Keur Madiabel : une ville en panne d'infrastructures de base et de santé
Créé en 1860, la ville de Keur Madiabel tarde à décoller. Elle est dépourvue d'infrastructures de base dignes de ce nom. Le stade est inachevé. Le seul poste de santé qui y fonctionne est vétuste, parce que datant de 1946. Il est dans un état de délabrement très avancé.
Chose décriée par l'Infirmier chef de poste (Icp), Serigne Modou Top. Trouvé dans son lieu de travail, l'Icp nous diagnostique le poste de santé.

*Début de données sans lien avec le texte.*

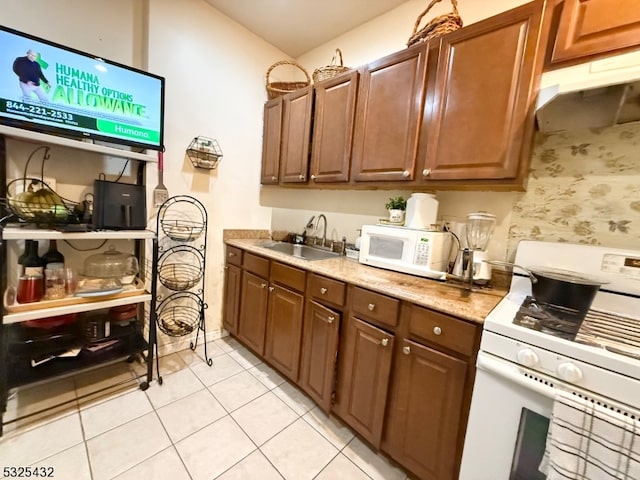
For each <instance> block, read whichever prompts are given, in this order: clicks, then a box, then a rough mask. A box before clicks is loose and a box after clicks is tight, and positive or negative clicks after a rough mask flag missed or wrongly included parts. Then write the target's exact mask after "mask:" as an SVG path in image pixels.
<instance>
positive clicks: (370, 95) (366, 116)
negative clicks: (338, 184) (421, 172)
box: [352, 45, 427, 182]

"Le poste de santé peut s'effondrer à tout moment. J'ai trouvé le poste dans un état très vétuste. Mais puisque je suis tenu d'être là à chaque fois qu'un malade se présente, j'ai essayé de refaire et de retoucher quelques fissures", confie M. Top qui insiste sur le fait que, compte tenu de la menace d'affaissement de la bâtisse, "ce n'est pas un endroit adéquat pour consulter un malade".

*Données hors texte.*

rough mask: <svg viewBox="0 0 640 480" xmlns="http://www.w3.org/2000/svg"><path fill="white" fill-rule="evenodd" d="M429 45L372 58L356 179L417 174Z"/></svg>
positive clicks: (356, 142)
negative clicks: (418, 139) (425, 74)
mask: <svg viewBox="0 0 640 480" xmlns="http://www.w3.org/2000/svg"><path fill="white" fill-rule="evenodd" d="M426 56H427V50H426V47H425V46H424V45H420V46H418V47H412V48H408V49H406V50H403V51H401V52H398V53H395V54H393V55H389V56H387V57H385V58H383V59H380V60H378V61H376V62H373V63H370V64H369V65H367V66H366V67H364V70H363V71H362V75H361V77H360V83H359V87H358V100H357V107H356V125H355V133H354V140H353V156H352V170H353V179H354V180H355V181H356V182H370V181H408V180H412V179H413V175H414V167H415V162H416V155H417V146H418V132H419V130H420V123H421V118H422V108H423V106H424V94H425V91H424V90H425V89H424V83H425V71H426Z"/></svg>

"Le bâtiment peut s'affaisser à tout instant. J'ai été logé dans le poste de santé. Mais pour des raisons de sécurité j'ai abandonné cette maison pour prendre en location une villa à l'intérieur de la ville", ajoute M. top selon qui, "les autorités de cette localité devaient plus penser à la structure sanitaire de Keur Madiabel. Parce que ce qu'on a ici ne correspond pas aux autres structures modernes du pays".
A en croire l'Icp, le poste de santé reçoit entre 800 et 1 000 malades par mois avec des patients venant des villages environnants. Cela, alors que même la vieille guimbarde qui sert d'ambulance est en panne depuis des lustres. Ainsi, les malades les plus inquiétants sont évacués à bord de véhicules de transport en commun ou de motos "Jakarta".
L'autre poste de santé construit par le marabout de la localité, El Hadji Barham Niasse n'est pas encore fonctionnel, renseigne-t-il. Idem pour la maternité qui peine à gérer ses malades. Les femmes souffrent pour accéder aux soins. Envahie par les mouches et les moustiques, la maternité ne dispose que de deux salles d'hospitalisation et d'une salle d'accouchement.
Selon la sagefemme Awa Niang, elle reçoit plus 200 malades par mois, mais n'a pas les équipements nécessaires. La ville possède en outre deux mosquées. L'une qui date de plus de 50 ans a été réfectionnée par Moustapha Niasse, l'actuel président de l'Assemblée nationale. L'autre en phase de finition est construite par le chef religieux de la localité.
C'est dire que les 15 000 âmes de Keur Madiabel n'ont toujours pas pu sortir du gouffre, bien que des fils prodiges de la ville occupent de hautes fonctions dans la sphère gouvernementale.